The shift to remote working has created an increasingly dangerous cyber landscape. A 2021 Microsoft Work Trend Index survey of over 30,000 respondents in 31 countries found that 82% want flexible, remote work options, but 48% of employees are less likely to follow safe data practices when working from home. Perhaps that is why the FBI’s Internet Crime Complaint Center (IC3) received 2,474 complaints in 2020 relating to incidents identified as ransomware, with adjusted losses of over $29m.
A shift towards endpoints
In today’s security landscape, data is moving away from the core of the business and towards endpoint devices. The problem is that 90% of attacks now originate on endpoints. Attackers are taking advantage of organizations’ trust in user credentials or built-in processes to infiltrate corporate networks.
Breaches are becoming more common, caused by human error, business email compromise, and increasingly, ransomware. As well as high-profile cases such as the Colonial Pipeline attack earlier in 2021, there have been several smaller ransomware attacks, particularly in Asia.
Zero trust: proving who you are
There is no doubt that remote working is here to stay, and that will have a long-term impact on organizations’ security planning. The key is effective training of users because the organization’s least-trained user is its biggest threat. Every time an email arrives and your least-trained user clicks on it, they become a potential attack route throughout the company.
A key security development will be wider adoption of zero trust, where the organization is continually challenging for authentication, demanding proof of who you are before you can access data. However, zero trust thinking takes time to adopt. For example, it took Google five years to complete the adoption of a zero-trust architecture.
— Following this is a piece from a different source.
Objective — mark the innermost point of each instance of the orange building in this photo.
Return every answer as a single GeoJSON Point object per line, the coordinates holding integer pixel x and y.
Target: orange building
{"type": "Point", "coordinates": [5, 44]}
Defense starts at the network level, considering how networks are designed and how authentication occurs.
The Biden administration recently introduced a roadmap for government agencies to deploy a zero trust architecture by the end of the 2024 fiscal year. Recent guidance from the administration’s policy arm, the US Office of Management and Budget, demands action in five key areas: identity, devices, networks, applications, and data.
In summary, getting on top of today’s cybersecurity landscape means understanding who owns the organization’s data, knowing who has access to it, where it’s located, and how well it’s protected.